The ICOMOS Climate Change Working Group (CCHWG) has launched “Heritage on the Edge,” produced in partnership with Google Arts and Culture, CyArk, and local site managers. This project digitally documents and shares the stories of five World Heritage sites around the world experiencing the impacts of climate change: Rapa Nui National Park (Chile), Ruins of Kilwa Kisiwani and Ruins of Songo Mnara (Tanzania), Old and New Towns of Edinburgh (Scotland UK), Historic Mosque City of Bagerhat (Bangladesh), and the Chan Chan Archaelogical Zone (Peru).
“Heritage on the Edge” features more than 50 online exhibitions and interviews, two augmented reality “pocket galleries” and 25 detailed 3D models have been produced. The data was was captured by CyArk through aerial and terrestrial photogrammetry, laser scanning and videography. CyArk is a non-profit organization founded to digitally record, archive and share cultural heritage and an Institutional member of US/ICOMOS.

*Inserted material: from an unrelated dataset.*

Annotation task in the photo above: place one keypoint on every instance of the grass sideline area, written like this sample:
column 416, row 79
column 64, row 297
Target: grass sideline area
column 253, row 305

“Heritage on the Edge” also includes an introductory essay by tireless climate heritage advocate Andrew Potts, current ICOMOS CCHWG coordinator and past US/ICOMOS Executive Director. ICOMOS CCHWG members supplied heritage and climate change expertise, networking and helped conduct local training programs to assess site vulnerabilities and support heritage managers with on-site conservation. Participating CCHWG members were:
- Dr Will Megarry (ICOMOS Ireland and Queen’s University Belfast)(Kilwa Kisiwani)
- Prof Jane Downes (ICOMOS-UK and University of Highlands and Islands)(Rapa Nui)
- Andrew Potts (US/ICOMOS and CCHWG Coordinator)(Bagerhat)
- Milagros Flores (US/ICOMOS Puerto Rico and former President, ICOMOS International Scientific Committee on Fortifications and Military Heritage)(Chan Chan)
- Peter Cox (ICOMOS Ireland, Managing Director, Carrig Conservation International Limited, and President, ICOMOS International Scientific Committee on Energy and Sustainability)(Edinburgh).
CCHWG member Ishanlosen Odiaua (Nigeria) and John Hurd, ICOMOS-UK Climate Change Contact Person, also contributed, as did the ICOMOS International Secretariat. In-country experts and local stakeholders were key. In addition ICOMOS members from Tanzania, ICOMOS Peru, ICOMOS-UK and ICOMOS Chile facilitated the project.